July 15, 2012 #teaching
So what exactly is a Hoosier? I still am not entirely sure, but I am now one officially. At the beginning of June I joined the faculty of the School of Informatics and Computing at Indiana University.
In any case, we are now fully moved, present, and ready for action!
May 31, 2012 #publications
Osiris is the annual special-issue companion to Isis, the premier journal of the history of science. In preparation for the upcoming issue on Masculinities in Science, the Philadelphia Area Consortium for the History of Science [PACHS] held a consortium on gender, science, and technology. I presented my contribution to the forthcoming Osiris volume, tentatively entitled “Beards, Sandals, and Other Signs of Rugged Individualism”: Masculine Culture within the Computing Professions.” Full paper to appear in the summer of 2015.
Update: the published Osiris version of the Beards and Sandals paper is now available.
February 20, 2012 #publications
In the most recent edition of the Chicago Law Review, two former University of Pennsylvania colleagues and I published a long (20,000 word) review/response to Timothy Wu’s recent book, The Master Switch. At the heart of the review is the question “what does it mean to use history as a guide for contemporary policy?”

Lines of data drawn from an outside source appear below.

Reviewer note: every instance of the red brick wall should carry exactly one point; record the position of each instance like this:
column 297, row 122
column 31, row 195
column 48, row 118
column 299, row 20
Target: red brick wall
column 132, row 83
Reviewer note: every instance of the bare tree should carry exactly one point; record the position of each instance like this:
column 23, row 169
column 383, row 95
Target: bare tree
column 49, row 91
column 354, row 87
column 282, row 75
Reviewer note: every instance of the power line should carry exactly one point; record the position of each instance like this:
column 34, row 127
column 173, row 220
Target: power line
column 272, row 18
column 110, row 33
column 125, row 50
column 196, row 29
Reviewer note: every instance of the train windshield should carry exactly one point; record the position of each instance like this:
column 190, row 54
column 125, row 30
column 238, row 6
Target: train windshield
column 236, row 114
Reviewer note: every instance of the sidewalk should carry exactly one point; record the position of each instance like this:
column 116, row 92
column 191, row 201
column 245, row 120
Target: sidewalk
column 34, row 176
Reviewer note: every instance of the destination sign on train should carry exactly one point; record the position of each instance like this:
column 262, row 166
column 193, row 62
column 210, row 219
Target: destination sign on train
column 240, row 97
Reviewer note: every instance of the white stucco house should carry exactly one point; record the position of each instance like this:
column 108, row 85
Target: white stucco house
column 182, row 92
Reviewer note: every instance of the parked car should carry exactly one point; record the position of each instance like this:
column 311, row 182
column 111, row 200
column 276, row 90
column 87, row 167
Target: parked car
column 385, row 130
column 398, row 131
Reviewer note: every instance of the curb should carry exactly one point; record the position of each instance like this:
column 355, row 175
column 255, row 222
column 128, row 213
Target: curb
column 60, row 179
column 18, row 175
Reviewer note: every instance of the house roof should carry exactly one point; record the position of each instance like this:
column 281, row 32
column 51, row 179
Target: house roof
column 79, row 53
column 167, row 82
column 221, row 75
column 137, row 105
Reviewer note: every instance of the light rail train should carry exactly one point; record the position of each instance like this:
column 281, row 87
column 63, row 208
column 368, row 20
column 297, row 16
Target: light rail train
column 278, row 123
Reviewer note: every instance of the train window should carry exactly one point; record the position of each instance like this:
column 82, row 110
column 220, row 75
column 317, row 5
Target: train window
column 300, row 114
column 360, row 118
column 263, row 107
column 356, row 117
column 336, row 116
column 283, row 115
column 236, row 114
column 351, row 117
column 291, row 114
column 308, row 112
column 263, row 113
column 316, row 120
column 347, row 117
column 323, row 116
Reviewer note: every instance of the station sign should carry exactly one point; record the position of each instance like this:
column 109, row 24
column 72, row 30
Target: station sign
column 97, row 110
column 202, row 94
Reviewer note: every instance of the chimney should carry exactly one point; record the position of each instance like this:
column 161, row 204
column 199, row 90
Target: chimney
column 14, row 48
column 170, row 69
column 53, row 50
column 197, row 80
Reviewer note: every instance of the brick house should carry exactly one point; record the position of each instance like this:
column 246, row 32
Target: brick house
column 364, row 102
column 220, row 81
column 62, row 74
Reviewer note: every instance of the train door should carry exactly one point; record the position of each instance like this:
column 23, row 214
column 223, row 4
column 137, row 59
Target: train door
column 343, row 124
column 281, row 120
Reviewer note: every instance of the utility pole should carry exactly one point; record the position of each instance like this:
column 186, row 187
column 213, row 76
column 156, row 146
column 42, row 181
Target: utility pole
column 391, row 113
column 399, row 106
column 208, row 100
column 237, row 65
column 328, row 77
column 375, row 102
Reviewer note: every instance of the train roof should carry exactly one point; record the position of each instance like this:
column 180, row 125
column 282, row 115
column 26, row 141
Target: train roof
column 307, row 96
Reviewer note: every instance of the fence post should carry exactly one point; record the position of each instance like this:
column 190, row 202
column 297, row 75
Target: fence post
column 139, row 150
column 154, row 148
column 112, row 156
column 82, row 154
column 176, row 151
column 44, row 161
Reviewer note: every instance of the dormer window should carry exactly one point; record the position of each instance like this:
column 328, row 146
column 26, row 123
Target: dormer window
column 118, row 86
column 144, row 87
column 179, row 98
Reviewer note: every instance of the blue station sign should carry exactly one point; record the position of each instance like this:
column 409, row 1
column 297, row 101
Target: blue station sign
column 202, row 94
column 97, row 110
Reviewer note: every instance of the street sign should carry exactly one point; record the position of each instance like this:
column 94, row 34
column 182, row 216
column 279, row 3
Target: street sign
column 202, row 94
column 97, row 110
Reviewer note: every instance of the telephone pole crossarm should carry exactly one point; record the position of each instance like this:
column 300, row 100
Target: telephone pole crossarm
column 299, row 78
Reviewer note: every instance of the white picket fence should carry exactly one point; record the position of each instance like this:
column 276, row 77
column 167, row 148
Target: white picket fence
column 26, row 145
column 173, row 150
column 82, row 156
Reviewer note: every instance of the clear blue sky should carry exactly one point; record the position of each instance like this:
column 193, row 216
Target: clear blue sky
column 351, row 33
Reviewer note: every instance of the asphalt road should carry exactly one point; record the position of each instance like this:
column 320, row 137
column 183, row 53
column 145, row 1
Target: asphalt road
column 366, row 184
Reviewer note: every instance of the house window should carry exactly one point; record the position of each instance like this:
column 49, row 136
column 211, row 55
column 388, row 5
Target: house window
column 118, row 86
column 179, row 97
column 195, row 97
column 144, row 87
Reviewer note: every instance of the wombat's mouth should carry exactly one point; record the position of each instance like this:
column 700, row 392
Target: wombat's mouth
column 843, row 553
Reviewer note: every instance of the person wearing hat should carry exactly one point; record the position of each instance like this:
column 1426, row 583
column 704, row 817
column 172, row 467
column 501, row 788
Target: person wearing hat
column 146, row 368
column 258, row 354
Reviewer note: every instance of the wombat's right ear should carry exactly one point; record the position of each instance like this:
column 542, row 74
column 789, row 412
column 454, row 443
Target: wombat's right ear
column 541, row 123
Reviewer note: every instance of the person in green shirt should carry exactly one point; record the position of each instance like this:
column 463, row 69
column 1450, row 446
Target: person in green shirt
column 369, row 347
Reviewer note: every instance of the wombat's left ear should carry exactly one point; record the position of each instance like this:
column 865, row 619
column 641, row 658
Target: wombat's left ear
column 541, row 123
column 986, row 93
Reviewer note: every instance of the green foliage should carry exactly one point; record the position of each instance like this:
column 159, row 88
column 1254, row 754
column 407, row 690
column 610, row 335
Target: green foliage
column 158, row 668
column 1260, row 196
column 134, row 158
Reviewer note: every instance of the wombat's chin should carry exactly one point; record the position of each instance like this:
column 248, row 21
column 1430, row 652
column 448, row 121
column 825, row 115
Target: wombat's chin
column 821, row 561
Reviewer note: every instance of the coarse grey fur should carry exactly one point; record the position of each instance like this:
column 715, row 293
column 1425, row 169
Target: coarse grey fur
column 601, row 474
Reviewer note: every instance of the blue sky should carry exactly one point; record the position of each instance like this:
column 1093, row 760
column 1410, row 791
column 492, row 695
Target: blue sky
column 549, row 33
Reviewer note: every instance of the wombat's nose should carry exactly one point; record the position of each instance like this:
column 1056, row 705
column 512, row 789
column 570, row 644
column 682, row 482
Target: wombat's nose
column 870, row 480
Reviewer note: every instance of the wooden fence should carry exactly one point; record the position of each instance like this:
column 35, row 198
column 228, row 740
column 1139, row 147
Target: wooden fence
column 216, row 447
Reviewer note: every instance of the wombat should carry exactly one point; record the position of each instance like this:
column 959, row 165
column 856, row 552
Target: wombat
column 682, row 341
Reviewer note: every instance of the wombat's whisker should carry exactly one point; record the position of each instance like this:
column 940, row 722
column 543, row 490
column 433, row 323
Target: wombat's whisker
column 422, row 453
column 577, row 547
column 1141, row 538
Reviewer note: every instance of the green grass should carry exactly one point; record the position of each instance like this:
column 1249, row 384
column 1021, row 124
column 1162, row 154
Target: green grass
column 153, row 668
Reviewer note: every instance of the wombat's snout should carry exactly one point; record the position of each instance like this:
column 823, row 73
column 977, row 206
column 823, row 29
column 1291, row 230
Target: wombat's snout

This is my first publication in a law journal, and the process was even more rigorous than the usual peer review. I have never before had a dedicated fact checker…
Full paper here.
January 10, 2012 #teaching
Becoming a professional academic means learning how to do research.
In this seminar, we will focus on epistemological concepts and processes of theory generation and testing as they apply to the study of Information. Our goal is to provide you with the tools needed to advance to the next level in your scholarly career.
In addition to learning about the theory and practice of research, you will also develop the professional skills associated with being a working academic, including presentation, publication, networking, and teaching. The readings will focus on the application of theories from the social and humanistic studies of science and technology to contemporary questions in information studies.
New Course Download the syllabus.
January 09, 2012 #publications
Update: The Kindle Edition of The Computer Boys Take Over is now available on Amazon!
December 05, 2011 #publications
In an essay in the current issue of the IEEE Annals of the History of Computing, I explore the implications of the focus on “computing celebrities” in the popular press on the scholarly discipline of the history of computing. The recent passing of Steve Jobs has only exacerbated a long-standing tendency to focus on idiosyncratic, unrepresentative, highly mythologized geniuses such as the “two Steves” (Jobs and Wozniak), Bill Gates, Larry Ellison, and Mark Zuckerberg. I compare such cults of celebrity to early history of science, which emphasized (generally apocryphal) “eureka moments” (Newton’s apple, Darwin’s finches, Archimede’s bathtub) at the expense of nuanced, situated historical biography. I argue that the history of computing can draw some instructive lessons from the ways in which historians of science have learned to both harness the popularity of the scientific biography for good and overcome its inherent limitations and hazards.